“Un assist della presidente del Consiglio a favore di Francesco Gaetano Caltagirone e un intervento neanche tanto velato sulla contesa per gli assetti di controllo di Generali e Mediobanca: così giovedì 4 gennaio la city milanese ha letto le parole di Giorgia Meloni sulla riforma del Tuf contenuta nel ddl Capitali e, in particolare, sulle nuove regole relative alla lista del cda”. Ecco come Mf/Milano Finanza (gruppo Class editori) ha dato conto delle parole del capo del governo e degli umori di una parte della finanza milanese; d’altronde la testata finanziaria fondata da Paolo Panerai ha da sempre sul tema una posizione allineata a quella dei vertici sia di Mediobanca che di Generali.
Tanto che in un commento oggi sul quotidiano diretto da Roberto Sommella si legge: “Sul mercato non tutti la pensano così (come Meloni, ndr): il ceo delle Generali, Philippe Donnet, per esempio ritiene che la normativa al vaglio del Parlamento potrebbe rendere ingovernabili le grandi società quotate”. Sono i fatti che parlando chiaro, secondo Mf: “Finora le liste alternative a quella del cda non hanno riscosso grande consenso sul mercato. Lo dimostrano le recenti assemblee di Generali e Mediobanca”. Dove in effetti il tandem Caltagirone-Delfin ha fatto flop.

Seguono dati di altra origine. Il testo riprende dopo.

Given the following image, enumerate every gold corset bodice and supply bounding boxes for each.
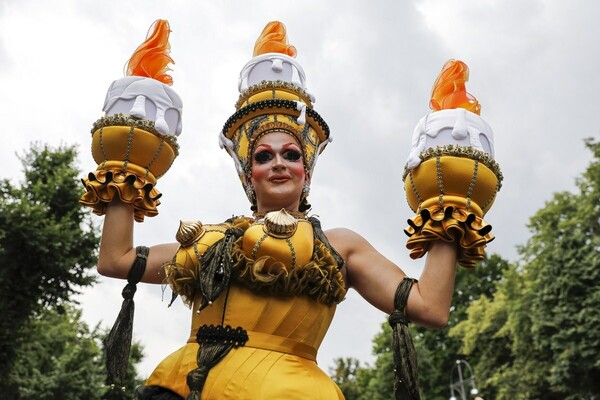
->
[147,219,345,399]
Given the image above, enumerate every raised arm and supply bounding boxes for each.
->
[326,229,456,328]
[98,200,179,283]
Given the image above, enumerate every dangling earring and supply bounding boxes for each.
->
[298,183,311,213]
[302,183,310,199]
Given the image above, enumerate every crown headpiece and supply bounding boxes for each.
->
[219,21,331,208]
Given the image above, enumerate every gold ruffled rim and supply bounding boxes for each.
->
[235,80,313,110]
[404,206,494,268]
[79,169,162,222]
[165,234,346,306]
[92,113,179,157]
[402,144,504,190]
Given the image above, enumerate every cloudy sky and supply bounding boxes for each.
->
[0,0,600,375]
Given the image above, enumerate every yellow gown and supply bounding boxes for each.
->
[146,220,345,400]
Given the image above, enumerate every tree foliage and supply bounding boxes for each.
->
[452,140,600,400]
[330,255,508,400]
[411,254,509,400]
[0,145,98,394]
[9,304,142,400]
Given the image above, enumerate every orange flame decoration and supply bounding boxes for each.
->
[253,21,296,57]
[429,60,481,115]
[125,19,174,85]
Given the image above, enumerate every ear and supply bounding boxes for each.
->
[304,172,310,185]
[242,174,252,186]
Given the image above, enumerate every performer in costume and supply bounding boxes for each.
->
[82,22,500,399]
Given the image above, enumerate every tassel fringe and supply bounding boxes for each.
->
[104,246,150,387]
[388,277,421,400]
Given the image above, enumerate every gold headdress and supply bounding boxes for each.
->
[219,21,331,209]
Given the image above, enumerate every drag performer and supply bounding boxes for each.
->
[81,21,497,399]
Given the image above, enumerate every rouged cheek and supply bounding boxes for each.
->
[288,162,304,177]
[252,164,271,181]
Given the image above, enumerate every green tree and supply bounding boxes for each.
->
[329,357,363,400]
[452,140,600,400]
[0,145,98,398]
[330,255,509,400]
[411,254,509,400]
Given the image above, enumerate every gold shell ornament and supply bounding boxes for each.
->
[175,221,206,247]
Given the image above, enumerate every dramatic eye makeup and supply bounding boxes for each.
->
[283,149,302,161]
[254,150,273,164]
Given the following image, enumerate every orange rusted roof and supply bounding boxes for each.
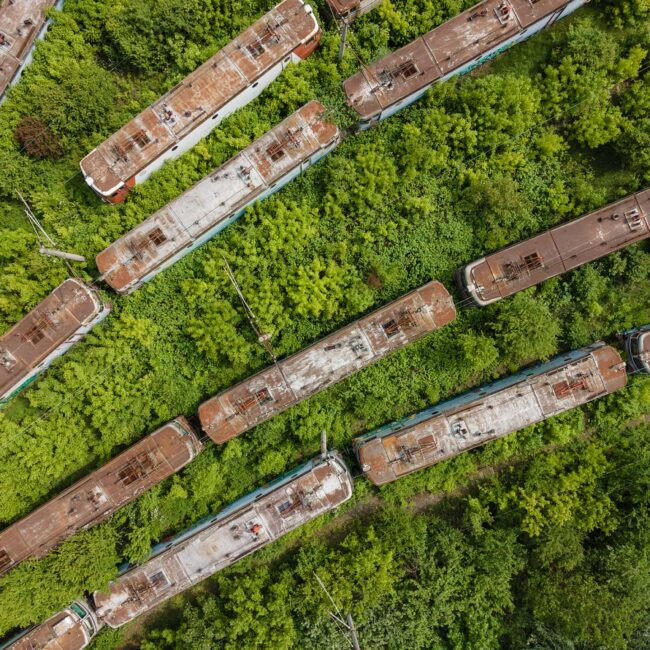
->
[343,0,584,119]
[0,0,57,97]
[0,417,202,575]
[199,282,456,443]
[81,0,319,196]
[355,342,627,485]
[458,189,650,305]
[93,452,353,627]
[0,279,105,399]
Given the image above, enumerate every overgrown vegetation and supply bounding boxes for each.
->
[0,0,650,649]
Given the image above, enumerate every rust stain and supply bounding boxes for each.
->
[93,452,353,627]
[0,0,57,97]
[0,279,105,397]
[0,417,202,575]
[81,0,320,202]
[199,281,456,443]
[457,189,650,305]
[355,343,627,485]
[96,101,339,293]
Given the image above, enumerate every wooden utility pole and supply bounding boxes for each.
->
[16,191,86,264]
[314,571,361,650]
[223,255,278,363]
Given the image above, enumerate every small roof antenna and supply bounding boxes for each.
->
[222,255,278,363]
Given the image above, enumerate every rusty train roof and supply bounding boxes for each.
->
[0,0,57,97]
[461,189,650,305]
[0,418,202,575]
[199,281,456,443]
[0,280,103,398]
[97,101,339,291]
[81,0,319,195]
[355,342,627,485]
[3,603,98,650]
[93,452,353,627]
[343,0,569,119]
[621,325,650,374]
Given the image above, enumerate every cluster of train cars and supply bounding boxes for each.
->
[0,0,650,650]
[0,326,650,650]
[0,0,596,405]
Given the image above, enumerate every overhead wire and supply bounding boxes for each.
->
[0,5,650,486]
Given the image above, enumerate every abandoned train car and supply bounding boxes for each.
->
[93,452,353,627]
[199,281,456,443]
[0,0,63,102]
[343,0,589,130]
[81,0,320,203]
[456,189,650,307]
[0,600,102,650]
[0,279,111,404]
[97,101,340,294]
[354,342,627,485]
[0,417,202,575]
[622,325,650,375]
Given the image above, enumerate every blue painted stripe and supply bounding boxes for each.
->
[355,342,605,447]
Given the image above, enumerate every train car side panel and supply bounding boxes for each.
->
[199,282,456,443]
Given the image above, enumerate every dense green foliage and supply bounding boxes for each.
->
[0,0,650,649]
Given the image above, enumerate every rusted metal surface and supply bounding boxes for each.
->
[0,0,57,97]
[93,452,352,627]
[457,189,650,306]
[199,282,456,443]
[4,602,99,650]
[355,342,627,485]
[0,280,110,402]
[81,0,320,202]
[343,0,584,120]
[97,101,339,293]
[0,417,202,575]
[622,325,650,374]
[327,0,382,19]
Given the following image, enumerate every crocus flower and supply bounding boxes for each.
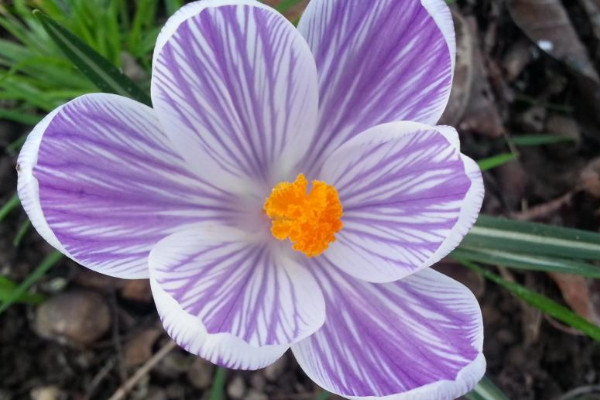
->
[18,0,485,400]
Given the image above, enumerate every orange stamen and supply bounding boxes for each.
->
[264,174,343,257]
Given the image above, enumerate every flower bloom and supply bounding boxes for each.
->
[18,0,485,400]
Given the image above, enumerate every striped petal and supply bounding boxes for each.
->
[292,266,485,400]
[18,94,230,278]
[298,0,456,169]
[319,122,483,282]
[152,0,318,193]
[150,224,325,369]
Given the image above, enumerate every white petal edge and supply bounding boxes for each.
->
[421,0,456,72]
[425,154,485,267]
[291,269,486,400]
[150,274,289,370]
[17,103,73,259]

Il tema oggi ha meritato addirittura un lancio dell’agenzia stampa Radiocor del gruppo Il Sole 24 ore; un lancio – non un commento – ma che tende indirettamente ad accreditare, sottolineando la flessione del titolo del Leone in Borsa, che le parole di Meloni non sono state gradite alla Borsa: “Il ddl Capitali serve a «limitare il meccanismo attraverso il quale, in alcuni casi, si perpetuano all’infinito i cda, a prescindere dai soci». A quali «casi» si riferisse la premier Giorgia Meloni, nella sua conferenza stampa alla vigilia, non è dato saperlo. Ma di certo è bastato un semplice accenno, seppur indiretto, a una norma «che rafforza il peso degli azionisti» per riaccendere, tra gli altri, il titolo della compagnia Generali, che ieri a Piazza Affari ha subito guadagnato il 2,2%, salvo poi essere colpito dai realizzi nella seduta odierna (-0,7%), restando comunque vicino alla soglia simbolica dei 20 euro”.
C’è anche da osservare, comunque, che se davvero le parole di Meloni fossero state così dirompenti la flessione – vista la rilevanza sistema del colosso assicurativo con sede a Trieste – avrebbe dovuto essere più ampia.
“Al netto dei corsi azionari, le parole della presidente del Consiglio – ha aggiunto l’agenzia del gruppo confindustriale – riportano a uno dei dibattiti che ha segnato l’ultimo biennio dei mercati finanziari italiani: i rinnovi dei vertici di molte public company, sospesi tra la lista presentata dai board uscenti (come Mediobanca e, appunto, Generali, a loro volta intrecciate) e quella degli azionisti privati di peso che, in alcuni casi, provano a far valere le proprie istanza anche in virtù degli ingenti capitali investiti. Ed è stato proprio questo il caso di Generali che non sfiorava in Borsa il tetto dei 20 euro da settembre scorso e, prima di allora, proprio da aprile 2022, cioè da quando i soci, anche in virtù dei risultati ottenuti, riconfermarono come ceo Philippe Donnet dopo mesi di scontri, segnati – appunto – dalla dialettica tra la lista del cda uscente (sostenuta da Mediobanca, De Agostini e fondi esteri, poi risultata vincitrice) e quella del grande oppositore Francesco Gaetano Caltagirone, per la quale votarono Leonardo Del Vecchio, Fondazione Crt e i Benetton. Una battaglia che aveva riacceso anche l’appeal speculativo sul titolo”.
Chi invece ha sicuramente gongolato per la frase di Meloni è stato il gruppo Caltagirone: d’altronde, nei palazzi romani e non solo, si fa notare quanto i giornali della galassia caltagironiana siano non anti-governativi a dispetto di una tradizione – come quella del Messaggero – laica, progressista e di sinistra. Ma le situazioni cambiano e le tradizioni sovente sono fatte per essere infrante. Specie quando le situazioni – e i governi – mutano.